TOWARDS AN ASTRONOMICALLY CALIBRATED TIMESCALE FOR THE JURASSIC

The useful marine magnetic anomaly record, on which the globally correlatable portion of the geologic time scale is based, ends in the Middle Jurassic. The lack of intact earlier Jurassic oceanic crust precludes a useful older oceanic record. Continental crust will therefore provide the basis for a timescale for most of the Jurassic and older time periods. Requirements for timescale development are as follows: 1, continuous sedimentation for very long periods (~107 years); 2, a recoverable and well characterized paleomagnetic polarity record; 3, independent time control, preferably both radiometric and astronomical; 4, correlatable biostratigraphy; and 5, meaningful isotopic record.
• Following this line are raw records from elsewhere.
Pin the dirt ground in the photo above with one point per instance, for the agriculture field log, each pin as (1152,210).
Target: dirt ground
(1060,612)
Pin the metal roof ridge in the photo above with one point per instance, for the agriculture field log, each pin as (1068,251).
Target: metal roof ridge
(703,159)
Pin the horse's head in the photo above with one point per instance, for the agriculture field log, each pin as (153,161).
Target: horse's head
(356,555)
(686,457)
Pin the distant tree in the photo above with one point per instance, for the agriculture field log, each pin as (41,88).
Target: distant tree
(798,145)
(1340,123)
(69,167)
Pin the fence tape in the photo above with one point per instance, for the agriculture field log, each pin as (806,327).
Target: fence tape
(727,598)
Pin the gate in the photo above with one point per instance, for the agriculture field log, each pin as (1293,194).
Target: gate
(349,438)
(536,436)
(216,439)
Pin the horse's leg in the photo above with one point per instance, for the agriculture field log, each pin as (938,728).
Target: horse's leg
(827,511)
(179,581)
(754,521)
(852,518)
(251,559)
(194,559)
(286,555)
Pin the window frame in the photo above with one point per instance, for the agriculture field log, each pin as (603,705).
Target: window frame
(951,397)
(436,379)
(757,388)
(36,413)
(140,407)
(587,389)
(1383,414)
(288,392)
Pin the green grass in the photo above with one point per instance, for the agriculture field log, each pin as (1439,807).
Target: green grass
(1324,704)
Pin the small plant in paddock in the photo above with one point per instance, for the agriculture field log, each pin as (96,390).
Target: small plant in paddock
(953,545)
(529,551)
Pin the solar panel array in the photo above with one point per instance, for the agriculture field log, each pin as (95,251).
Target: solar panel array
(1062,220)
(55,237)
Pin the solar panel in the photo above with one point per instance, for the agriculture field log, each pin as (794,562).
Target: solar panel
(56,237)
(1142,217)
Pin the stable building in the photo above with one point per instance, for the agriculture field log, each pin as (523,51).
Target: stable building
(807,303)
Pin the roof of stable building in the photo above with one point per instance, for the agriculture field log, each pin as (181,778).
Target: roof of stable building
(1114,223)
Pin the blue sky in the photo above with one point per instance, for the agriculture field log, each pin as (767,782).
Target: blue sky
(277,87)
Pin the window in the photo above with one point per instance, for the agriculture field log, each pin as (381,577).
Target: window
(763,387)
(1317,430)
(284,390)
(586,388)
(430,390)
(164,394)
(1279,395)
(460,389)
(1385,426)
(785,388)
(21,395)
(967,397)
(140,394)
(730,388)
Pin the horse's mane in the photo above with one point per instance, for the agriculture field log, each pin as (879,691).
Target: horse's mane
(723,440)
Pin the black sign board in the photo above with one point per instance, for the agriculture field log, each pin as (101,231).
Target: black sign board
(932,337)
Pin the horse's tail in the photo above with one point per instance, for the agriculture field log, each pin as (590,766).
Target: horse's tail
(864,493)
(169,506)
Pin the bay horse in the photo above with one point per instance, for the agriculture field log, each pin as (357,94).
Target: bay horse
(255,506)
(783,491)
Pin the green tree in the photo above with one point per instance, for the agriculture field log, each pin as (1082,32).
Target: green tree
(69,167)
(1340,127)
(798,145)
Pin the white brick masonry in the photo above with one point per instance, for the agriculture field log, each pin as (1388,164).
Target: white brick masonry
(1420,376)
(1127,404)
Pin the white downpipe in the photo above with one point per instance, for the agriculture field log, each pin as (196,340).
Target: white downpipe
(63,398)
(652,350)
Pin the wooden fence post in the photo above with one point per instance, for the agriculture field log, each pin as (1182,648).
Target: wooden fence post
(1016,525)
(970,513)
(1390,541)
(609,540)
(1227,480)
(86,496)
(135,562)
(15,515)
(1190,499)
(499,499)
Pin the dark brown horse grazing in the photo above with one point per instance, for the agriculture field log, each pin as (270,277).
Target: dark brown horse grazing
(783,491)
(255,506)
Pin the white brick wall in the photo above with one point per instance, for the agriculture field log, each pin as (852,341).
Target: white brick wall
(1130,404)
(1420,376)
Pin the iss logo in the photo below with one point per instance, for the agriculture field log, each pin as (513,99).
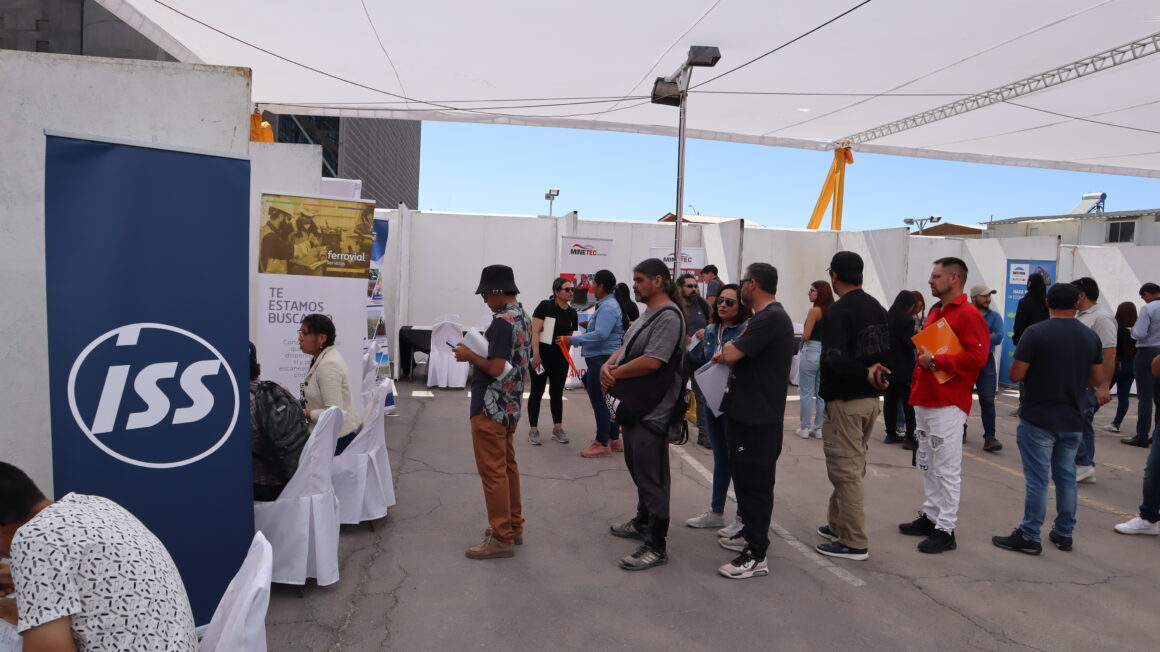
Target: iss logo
(153,396)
A precedent for this is the continental rifts of Eastern North America. Their advantages include: 1, very high accumulation rates; 2, well-behaved and well-characterized magnetic behavior; 3, obvious and well-behaved Milankovitch cyclicity; 4, dated lava flows and other datable materials; and 5, a developing carbon isotopic record. The Triassic age part of this sequence provides the basis for the Newark basin astronomically calibrated geomagnetic polarity time scale for the Late Triassic, now successfully correlated at the substage level with marine sections. About 2.5 million years of Early Jurassic is present in the Hartford rift basin of CT and MA, most of it certainly of Hettangian Age and of nearly entirely normal polarity, with the presence of multiple zones of reverse polarity indicated the probable base of Sinemurian Age strata. For most of the younger parts of the Jurassic, sections examined thus far are entirely marine and too short to be very useful in time scale construction, although there have been several attempts at combining the scattered sections. Prospects for long, high accumulation rate sections are largely continental and include several basins in China, Greenland, Poland, Russia, and Australia. We can envision progressing down from long overlapping sections with well-characterized polarity timescales and Milankovitch cyclcostratigraphies linking the post-Early Jurassic marine magnetic timescale, which itself is being astronomically calibrated, to that of the astronomically tuned Late Triassic Newark basin GPTS.